Author granted license

Creative Commons Attribution-NonCommercial-ShareAlike 4.0 International

Document Type

Article

Publication Date

2007

ISSN

1473-3099

Publisher

Elsevier Science

Language

En-US

Abstract

The problem of antimicrobial resistance has led some infectious disease experts and their professional societies to propose the use of transferable intellectual property rights (wildcard patents) and patent term extensions as methods to encourage antimicrobial R&D. We evaluate recent approvals of new antimicrobial classes and find the number of new introductions is higher than previously suggested. More importantly, creating new patent rights is shown to be an inefficient and possibly counterproductive response to antimicrobial resistance.

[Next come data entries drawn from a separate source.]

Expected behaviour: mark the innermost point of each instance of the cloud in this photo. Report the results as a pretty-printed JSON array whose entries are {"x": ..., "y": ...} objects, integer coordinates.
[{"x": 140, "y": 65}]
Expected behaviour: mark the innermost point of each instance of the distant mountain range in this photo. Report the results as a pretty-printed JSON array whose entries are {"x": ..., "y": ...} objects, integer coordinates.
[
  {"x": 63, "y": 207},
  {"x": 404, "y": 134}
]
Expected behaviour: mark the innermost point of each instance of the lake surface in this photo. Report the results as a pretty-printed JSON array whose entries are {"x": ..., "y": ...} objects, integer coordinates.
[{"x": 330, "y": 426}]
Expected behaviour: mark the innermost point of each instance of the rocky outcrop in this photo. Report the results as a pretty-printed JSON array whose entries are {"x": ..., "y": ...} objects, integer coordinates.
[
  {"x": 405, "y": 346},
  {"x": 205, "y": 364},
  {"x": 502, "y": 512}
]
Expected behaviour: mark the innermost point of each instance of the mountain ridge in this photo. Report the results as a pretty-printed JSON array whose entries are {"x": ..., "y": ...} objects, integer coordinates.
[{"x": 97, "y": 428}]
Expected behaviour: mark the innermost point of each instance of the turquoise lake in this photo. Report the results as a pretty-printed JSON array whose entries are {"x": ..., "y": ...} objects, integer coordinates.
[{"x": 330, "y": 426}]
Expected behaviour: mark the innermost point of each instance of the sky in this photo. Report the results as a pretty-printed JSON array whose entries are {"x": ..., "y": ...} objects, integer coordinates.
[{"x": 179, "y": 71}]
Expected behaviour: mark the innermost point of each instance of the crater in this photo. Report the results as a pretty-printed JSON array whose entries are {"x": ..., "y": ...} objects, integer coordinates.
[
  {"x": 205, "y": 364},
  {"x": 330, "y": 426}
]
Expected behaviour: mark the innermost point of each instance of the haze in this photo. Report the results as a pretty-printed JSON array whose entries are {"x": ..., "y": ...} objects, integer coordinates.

Wildcard patents would operate as a more than US$40 billion annual tax on heart disease, hypertension, chronic obstructive pulmonary disease, asthma, and depression to inefficiently cross-subsidize antimicrobial R&D. Patent term extensions would likewise cost more than US$5 billion per year, hinder access, and allocate resources inefficiently. Alternative public funding of antimicrobial research could be a more effective use of these funds. Conservation efforts to encourage the prudent use of antimicrobial drugs should be directly reimbursed. Patent owners should be compensated for both conservation efforts and valuable innovation.